The participants were classified into three groups (Low DD, Appropriate, or High DD) according to combined age and DDD score. Age was classified as young (< 50 years), moderate (50-64 years), or older (≥ 65 years). DDD score was classified as mild (1-6), moderate (7-10), or severe (11-15), using analysis of variance with the cutoff value showing the highest F value, based on the methods of Serlin³⁵⁾ and Jensen³⁶⁾.

The three groups contained subjects with the following characteristics, as shown in Figure 2. Low DD group: moderate age with mild DD, older age with mild or moderate DD. Appropriate group: younger age with mild DD, moderate age with moderate DD, older age with severe DD. High DD group: younger age with mild or severe DD, moderate age with severe DD³⁷⁾.

Fig. 2. — Classification based on age and disc degeneration

Participants were graded according to age and DDD score (center panels) and then assigned into the following three groups using the table on the right: Low DD, Appropriate, and High DD.

We compared the prevalence of LBP, duration of LBP, degree of LBP, LBP-specific QOL, and health-related QOL among the three groups.

Statistical analysis

The Kruskal-Wallis test was used for continuous variables, and the χ² test or Fisher’s exact test was used for comparison of nominal variables. A logistic regression analysis was conducted to estimate the risk of LBP associated with age-related DD. Sex, BMI, and BI were used as the confounding variables. P values less than 5% were considered statistically significant. Statistical analyses were performed using IBM SPSS Statistics V25 for Windows (IBV Japan Inc., Tokyo) and R version 3.6.3 (Copyright ©2020 The R Foundation for Statistical Computing Platform: 1386-w64-mingw32 / i386 [32-bit]).

Results

The kappa coefficient for intra-examiner reliability was 0.774, which was judged as substantive and acceptable³⁸⁾.

Table 2 lists the demographic data.
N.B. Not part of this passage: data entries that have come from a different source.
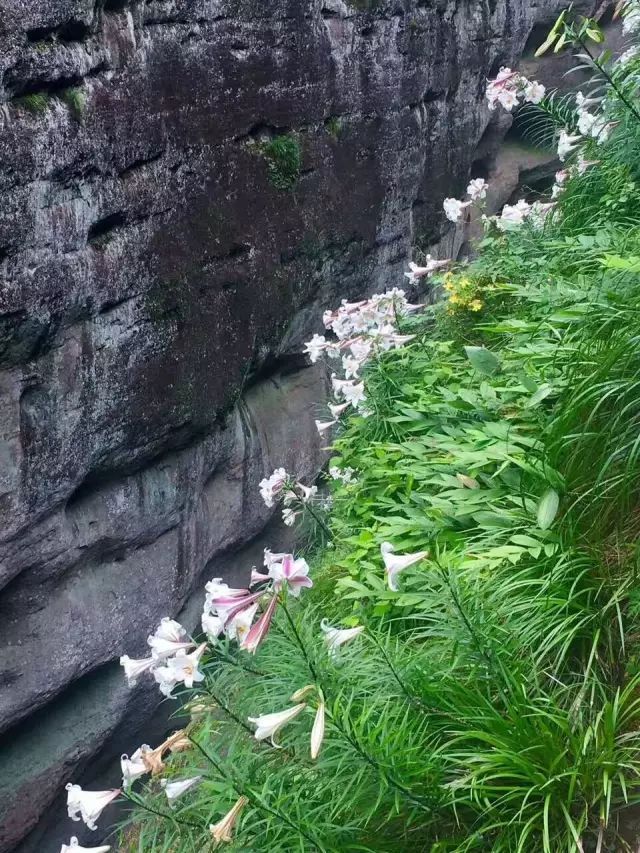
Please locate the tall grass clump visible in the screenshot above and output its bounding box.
[61,7,640,853]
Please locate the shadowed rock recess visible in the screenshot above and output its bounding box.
[0,0,557,853]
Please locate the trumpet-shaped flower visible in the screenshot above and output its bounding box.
[147,617,195,660]
[249,702,307,747]
[154,643,207,696]
[380,542,429,592]
[269,554,313,598]
[496,199,531,231]
[329,403,350,423]
[209,797,249,847]
[524,80,546,104]
[342,382,367,408]
[225,602,258,643]
[240,595,278,655]
[147,634,195,661]
[154,616,187,643]
[160,776,202,805]
[120,655,158,687]
[311,702,325,761]
[65,782,122,830]
[296,483,318,504]
[204,578,249,613]
[60,835,111,853]
[442,198,471,222]
[304,335,329,364]
[467,178,487,201]
[320,619,364,657]
[263,548,287,569]
[342,356,360,379]
[259,468,289,507]
[348,338,372,362]
[558,130,582,161]
[120,744,151,788]
[140,729,190,776]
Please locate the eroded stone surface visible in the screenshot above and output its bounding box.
[0,0,556,850]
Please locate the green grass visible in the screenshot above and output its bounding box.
[122,31,640,853]
[259,133,302,190]
[60,86,87,121]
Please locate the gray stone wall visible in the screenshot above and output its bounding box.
[0,0,556,851]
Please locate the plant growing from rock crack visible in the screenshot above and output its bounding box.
[60,86,87,121]
[259,133,302,190]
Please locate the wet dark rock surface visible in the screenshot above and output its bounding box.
[0,0,556,853]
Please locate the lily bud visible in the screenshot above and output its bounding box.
[311,702,324,761]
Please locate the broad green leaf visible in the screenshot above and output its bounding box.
[599,255,640,272]
[538,489,560,530]
[534,30,557,57]
[464,347,500,376]
[526,382,553,409]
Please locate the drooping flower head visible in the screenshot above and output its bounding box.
[60,835,111,853]
[249,702,307,747]
[380,542,429,592]
[65,782,122,830]
[209,797,249,848]
[269,554,313,597]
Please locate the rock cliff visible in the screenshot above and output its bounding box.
[0,0,556,853]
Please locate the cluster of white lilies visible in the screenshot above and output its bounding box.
[61,542,428,853]
[60,58,616,853]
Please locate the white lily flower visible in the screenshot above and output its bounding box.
[147,634,195,661]
[209,797,249,847]
[120,655,158,687]
[65,782,122,830]
[328,403,350,423]
[248,702,307,747]
[225,602,258,643]
[342,356,361,379]
[60,835,111,853]
[467,178,487,201]
[311,702,324,761]
[264,548,287,568]
[342,382,367,408]
[154,643,207,696]
[442,198,471,222]
[296,483,318,504]
[524,80,546,104]
[154,616,187,643]
[269,554,313,598]
[558,130,582,161]
[160,776,202,805]
[349,339,372,363]
[258,468,289,507]
[320,619,364,657]
[304,335,328,364]
[380,542,429,592]
[315,421,337,435]
[496,199,531,231]
[120,743,151,788]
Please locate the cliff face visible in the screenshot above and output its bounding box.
[0,0,555,851]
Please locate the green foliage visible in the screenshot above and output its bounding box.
[324,116,342,140]
[60,86,87,121]
[126,19,640,853]
[14,92,50,115]
[259,133,302,190]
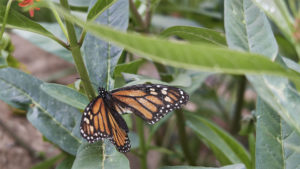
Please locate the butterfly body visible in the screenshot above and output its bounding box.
[80,84,188,152]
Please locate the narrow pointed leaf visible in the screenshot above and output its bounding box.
[160,26,227,46]
[83,0,129,89]
[72,141,130,169]
[0,68,81,154]
[0,6,56,42]
[186,113,250,166]
[225,0,300,169]
[49,3,299,78]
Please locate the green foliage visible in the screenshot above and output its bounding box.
[72,142,130,169]
[161,26,226,46]
[41,83,89,110]
[0,0,300,169]
[30,153,64,169]
[0,68,81,155]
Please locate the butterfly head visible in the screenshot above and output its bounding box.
[98,87,108,98]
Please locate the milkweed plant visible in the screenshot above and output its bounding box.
[0,0,300,169]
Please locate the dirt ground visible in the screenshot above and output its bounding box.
[0,34,76,169]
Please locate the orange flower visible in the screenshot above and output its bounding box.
[19,0,40,17]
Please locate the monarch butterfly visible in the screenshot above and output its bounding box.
[80,84,189,152]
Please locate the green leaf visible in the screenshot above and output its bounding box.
[114,59,145,77]
[13,23,73,63]
[225,0,300,133]
[87,0,117,20]
[256,99,286,169]
[224,0,278,59]
[0,6,56,42]
[160,164,246,169]
[30,153,65,169]
[72,142,130,169]
[51,4,299,78]
[0,68,81,154]
[186,113,250,166]
[83,0,129,89]
[225,0,300,169]
[41,83,89,110]
[256,99,300,169]
[161,26,227,46]
[253,0,294,40]
[55,155,75,169]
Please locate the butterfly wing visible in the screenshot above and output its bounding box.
[111,84,189,124]
[80,97,130,152]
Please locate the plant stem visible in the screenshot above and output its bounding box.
[50,5,69,42]
[175,109,196,166]
[231,76,247,134]
[78,30,86,46]
[136,118,148,169]
[145,0,152,32]
[60,0,96,100]
[248,133,255,169]
[0,0,12,44]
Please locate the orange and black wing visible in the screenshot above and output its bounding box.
[111,84,189,124]
[80,97,130,152]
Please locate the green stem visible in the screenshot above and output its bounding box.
[288,0,297,17]
[248,133,255,169]
[231,76,247,134]
[50,6,69,42]
[78,30,86,46]
[0,0,12,44]
[175,109,196,166]
[60,0,96,100]
[136,118,148,169]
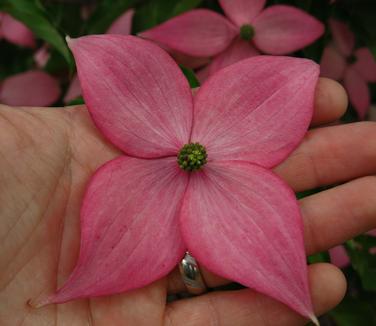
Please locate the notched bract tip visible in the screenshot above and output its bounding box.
[26,297,50,309]
[65,35,75,48]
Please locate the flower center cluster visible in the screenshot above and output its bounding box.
[240,24,255,41]
[177,143,208,172]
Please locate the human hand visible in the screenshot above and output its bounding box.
[0,79,376,326]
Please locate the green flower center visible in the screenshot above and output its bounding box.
[177,143,208,172]
[240,24,255,41]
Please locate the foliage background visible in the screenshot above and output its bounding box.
[0,0,376,326]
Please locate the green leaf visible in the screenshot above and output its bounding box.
[134,0,202,32]
[67,96,85,106]
[0,0,73,67]
[330,297,376,326]
[308,251,330,264]
[179,65,200,88]
[87,0,138,34]
[345,235,376,291]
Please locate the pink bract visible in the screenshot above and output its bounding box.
[63,9,134,104]
[320,19,376,119]
[38,35,319,320]
[140,0,324,79]
[0,12,35,48]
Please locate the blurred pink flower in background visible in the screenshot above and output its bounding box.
[63,9,134,104]
[0,12,60,106]
[0,70,60,106]
[320,19,376,119]
[140,0,324,75]
[0,12,35,48]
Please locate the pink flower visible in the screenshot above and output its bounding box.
[64,9,134,104]
[0,70,60,106]
[0,12,35,48]
[35,35,319,320]
[320,19,376,119]
[140,0,324,74]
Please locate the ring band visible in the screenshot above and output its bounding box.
[179,251,207,295]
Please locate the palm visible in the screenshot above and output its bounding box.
[0,78,375,325]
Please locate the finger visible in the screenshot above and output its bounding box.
[300,176,376,254]
[168,176,376,293]
[274,122,376,191]
[311,78,348,126]
[165,264,346,326]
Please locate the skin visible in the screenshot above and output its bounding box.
[0,79,376,326]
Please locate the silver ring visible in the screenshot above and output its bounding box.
[179,251,207,295]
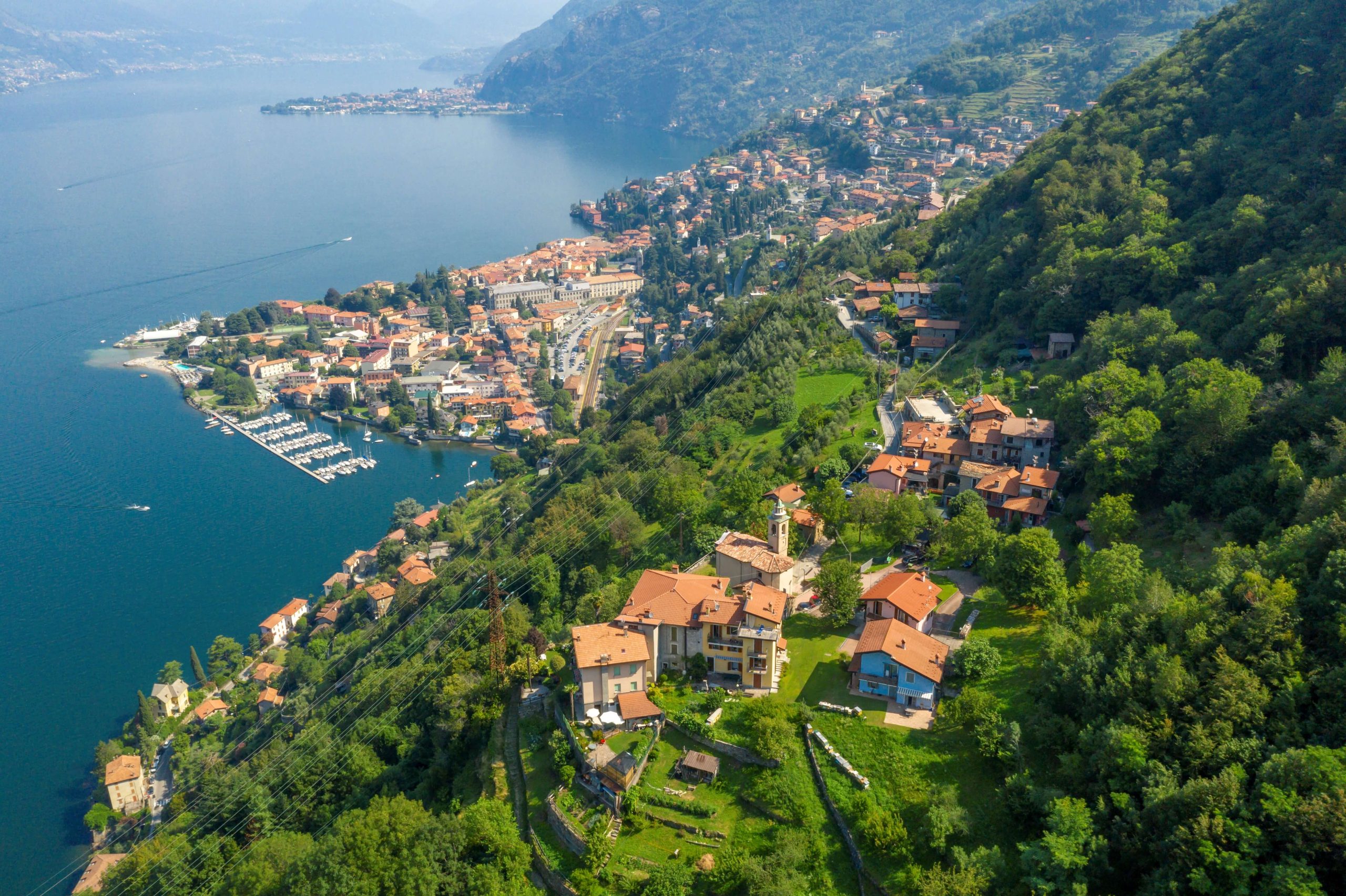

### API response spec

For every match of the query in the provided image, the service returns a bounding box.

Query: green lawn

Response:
[781,613,887,724]
[608,729,856,894]
[781,580,1043,892]
[794,373,864,408]
[964,588,1046,718]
Eighty-five (22%) of the participants had LBP. There were no statistically significant differences between the LBP (+) and LBP (–) groups in terms of age, sex, BMI, or smoking. In the SF-36, bodily pain (BP) (p=0.029) and general health (GH) (p=0.001) were significantly lower in the LBP (+) group than the LBP (–) group. There was no statistically significant difference in the mean value or distribution of DDD score between these groups.

Table 2.

Demographic data

(n, [%])	Total (n=382)	LBP (+) (n=85, [22])	LBP (–) (n=297, [78])	p value
Age (mean, [95%CI])	64.5 (63.4-65.6)	66.4 (64.4-68.4)	63.9 (62.7-65.2)	0.079
Age (years; n, [%])				0.139
< 50 years	36 (10)	5 (6)	31 (10)
50-65 years	124 (32)	23 (27)	101 (34)
≥ 65 years	222 (58)	57 (67)	165 (56)
Sex (n, [%])				0.583
male	121 (32)	29 (34)	92 (31)
female	261 (68)	56 (66)	205 (69)
BMI (n, [%])				0.566
< 18.5	19 (6)	3 (4)	16 (6)
18.5-24.5	222 (68)	47 (64)	175 (69)
25-29.5	79 (24)	22 (30)	57 (23)
≥ 30	5 (2)	1 (1)	4 (2)
Smoking (BI > 0) (n, [%])	91 (24)	19 (22)	72 (24)	0.701
SF-36 norm-based score (mean, [95%CI])
PF	49.7 (48.2-51.2)	49.7 (47.3-52.1)	49.7 (48.3-51.2)	0.455
RP	47.9 (46.7-49.1)	46.1 (43.2-48.9)	48.4 (47.0-49.7)	0.106
BP	46.8 (45.6-48.0)	44.0 (41.5-46.5)	47.5 (46.2-48.9)	0.029
GH	48.3 (47.3-49.2)	45.4 (43.4-47.4)	49.1 (48.0-50.1)	0.001
VT	50.4 (49.3-51.5)	48.9 (46.1-51.6)	50.7 (49.6-51.9)	0.248
SF	49.9 (48.8-51.1)	48.1 (45.1-51.1)	50.4 (49.2-51.7)	0.314
RE	48.3 (47.0-49.5)	46.1 (43.0-49.2)	48.8 (47.4-50.1)	0.358
MH	49.1 (48.0-50.1)	47.5 (45.1-49.9)	49.5 (48.4-50.7)	0.166
DDD score (mean, [95%CI])	9.2 (8.9-9.5)	9.6 (9.0-10.3)	9.1 (8.7-9.4)	0.197
Distribution of DDD score (n, [%])				0.397
mild:　　　1-6	68 (18)	11 (13)	57 (19)
moderate:　7-10	178 (46)	43 (51)	135 (46)
severe:　　11-15	136 (36)	31 (36)	105 (35)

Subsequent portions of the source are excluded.